Yeah that's normal, nothing to worry about.


----------



## StillLearning

Yeah its suppose to do that.


----------



## gogreen

got mine today  shipping was faster than i thought (5 business days) it arrived the same time with my order from aquaticmagic. 

i haven't used it cause im trying to figure out how to make it secure and im having a hard time plugging my 1/2" hose to it.


----------



## killacross

^^ recipe for fitting the tubing

3 parts hot water
1 part patience
2 parts elbow grease
----------------------------------

mix liberally and apply


----------



## Heartnet

So is the overall consensus that the Boyu diffuser is more efficient in terms of CO2 diffusion and much more durable than the atomizer is? 
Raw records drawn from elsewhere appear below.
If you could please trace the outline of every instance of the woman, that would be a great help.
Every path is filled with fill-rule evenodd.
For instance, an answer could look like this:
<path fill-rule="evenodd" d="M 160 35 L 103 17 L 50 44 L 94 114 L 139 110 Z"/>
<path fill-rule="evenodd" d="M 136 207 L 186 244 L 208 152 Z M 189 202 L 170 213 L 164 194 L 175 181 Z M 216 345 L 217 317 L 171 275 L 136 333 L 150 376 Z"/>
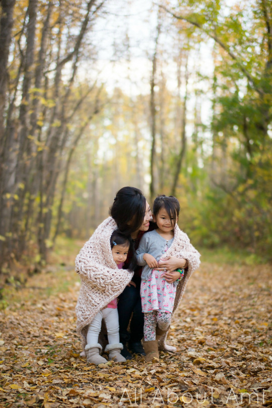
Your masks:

Can anyone also direct me towards a link or PM me it where I can actually see the boyu diffuser for sale?


----------



## bojon11

I just bought one of this Boyu on ebay also. If you search on co2 diffuser, you will find it. I got mine from the seller name "amazonindo". Still waiting for its arrival, so excited. I am using a ladder reactor and doesn't seem to be very effective.


----------



## Kisho3

Does the inline CO2 dispenser diffuser work with diy CO2 (Yeast and sugar). Has anyone used this yet? Is there enough pressure? Can someone post pictures or maybe even a video with an explanation on how this inline CO2 diffuser works? I'd greatly appreciate it, and I think people that run into this thread will also. =]


----------



## fischman

Kisho3 said:


> Does the inline CO2 dispenser diffuser work with diy CO2 (Yeast and sugar). Has anyone used this yet? Is there enough pressure? Can someone post pictures or maybe even a video with an explanation on how this inline CO2 diffuser works? I'd greatly appreciate it, and I think people that run into this thread will also. =]


Mine should be here this coming week. I'll let you know how it works on my DIY CO2 setup. 

Josh


----------



## fischman

Any recommendations on whether this should be put on the intake to the filter or the exit from the filter back into the tank?


----------



## StillLearning

exit from the filter back into the tank.


----------



## fluff34567

just a heads up make sure to check the connections on a regular basis, one of the barbs on mine failed and flooded the floor with about 40 gallons! the barb had a hairline crack that very slowly leaked.

I will get another diffuser but this time it wil go inside the tank!

also wasnt too impressed with the barb sizes as theay are a bit loose on pipework, the eheim tubing seems to be a better fit though.


----------



## fischman

I zip tied mine because I feared that it would be to easy to accidentally pull one end off. I also check it regularly. Other than that I've been satisfied with it on me DIY setup.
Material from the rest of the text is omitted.